Hastings v. Union Fire Insurance

December 31, 1924. The opinion of the Court was delivered by Action upon a policy of fire insurance covering two barns, No. 1 and No. 2, and contents. Barn No. 1 was insured for $300.00 on building and $100.00 on contents; barn No. 2, for $200.00 on building and $100.00 on contents. What the plaintiff claimed was barn No. 1 was destroyed by fire on October 29, 1922; barn No. 2 was not destroyed. It appears that the plaintiff had upon his premises three buildings; two of them were "barns" in the literal sense of the term; the third was a house with a chimney to it, which had been abandoned as a tenant house, and was at the time the insurance was taken out being used as a storage place for corn, fodder, and pea vines. Very near this house there was a barn, and another barn was near the plaintiff's residence. The insurance company contended that the policy covered the barn near the abandoned tenant house and the barn near the plaintiff's residence, neither of which was destroyed. The plaintiff contended that it covered the tenant house, converted by use into a barn, and one of the other barns. He testified that when he applied for the insurance he explained to the agent that one of the buildings which he proposed to insure as a barn had been used as a residence and that it had a chimney to it. This testimony was objected to by counsel for the insurance company upon the ground that it tended to vary the unambiguous terms of the policy, the written evidence of the contract between the two parties. The objection was overruled, and the admission of this evidence constitutes *Page 328 the sole ground of appeal from the judgment entered upon a verdict in favor of the plaintiff for $400.00 with interest from October 29, 1922.

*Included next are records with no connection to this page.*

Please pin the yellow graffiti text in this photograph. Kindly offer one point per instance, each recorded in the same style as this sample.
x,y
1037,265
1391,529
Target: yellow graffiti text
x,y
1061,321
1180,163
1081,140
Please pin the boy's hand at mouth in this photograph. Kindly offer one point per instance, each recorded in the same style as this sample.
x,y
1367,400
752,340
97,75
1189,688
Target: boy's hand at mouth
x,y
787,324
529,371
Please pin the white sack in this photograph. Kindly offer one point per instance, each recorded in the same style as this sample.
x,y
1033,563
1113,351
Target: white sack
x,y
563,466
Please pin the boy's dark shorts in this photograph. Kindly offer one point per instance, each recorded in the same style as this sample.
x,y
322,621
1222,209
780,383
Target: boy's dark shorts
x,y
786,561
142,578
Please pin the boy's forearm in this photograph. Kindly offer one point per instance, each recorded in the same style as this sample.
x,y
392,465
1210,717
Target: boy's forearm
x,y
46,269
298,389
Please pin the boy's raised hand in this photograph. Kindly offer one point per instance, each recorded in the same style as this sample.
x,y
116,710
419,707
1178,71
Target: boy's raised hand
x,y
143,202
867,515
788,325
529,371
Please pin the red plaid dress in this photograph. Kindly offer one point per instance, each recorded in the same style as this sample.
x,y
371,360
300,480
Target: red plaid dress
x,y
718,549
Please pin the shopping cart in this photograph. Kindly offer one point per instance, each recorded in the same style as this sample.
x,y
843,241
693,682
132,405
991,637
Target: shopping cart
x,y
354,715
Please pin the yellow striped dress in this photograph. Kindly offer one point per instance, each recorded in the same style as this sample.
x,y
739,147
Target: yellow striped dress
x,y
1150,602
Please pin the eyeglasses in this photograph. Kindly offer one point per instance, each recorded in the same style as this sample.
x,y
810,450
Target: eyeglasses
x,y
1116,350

The policy was unambiguous upon its face, that is, it displayed no patent ambiguity, but it does not at all follow that extrinsic circumstances may not develop a latent ambiguity. In Jennings v. Talbert, 77 S.C. 454; 58 S.E., 420, it is said:

"Ambiguities, however, are patent and latent, the distinction being that in the former case the uncertainty is one which arises upon the words of the will, deed or other instrument as looked at in themselves, and before any attempt is made to apply them to the object which they describe, while in the latter case the uncertainty arises, not upon the words of the will, deed or other instrument as looked at in themselves, but upon those words when applied to the object or subject which they describe."

As is said in 2 C.J., 1314, speaking of a latent ambiguity:

"It does not appear on the face of the words used, nor is its existence known until these words are brought in contact with collateral facts."

The barns referred to in the policy are very imperfectly described by characteristics or location, and, if the insured had had only two barns upon his premises, there would have been neither patent nor latent ambiguity; but it appears that he had two barns and the abandoned tenant house which was used as a barn. The latent ambiguity was, therefore, developed by facts extrinsic and collateral to the policy. Under these circumstances parol evidence was admissible to explain the ambiguity and to show what was the subject of insurance. In 14 R.C.L., 938, it is said:

"It is well recognized, however, that where there is ambiguity or uncertainty in the language used as to the identity of * * * property included within the policy * * * the rule will be relaxed so as to admit of parol proof to explain *Page 329 the ambiguity. This rule applies where there is an ambiguity as to the * * * subject matter of the insurance. * * *"

The judgment of this Court is that the judgment appealed from be affirmed.

MESSRS. JUSTICES WATTS, FRASER and MARION concur.

MR. CHIEF JUSTICE GARY did not participate.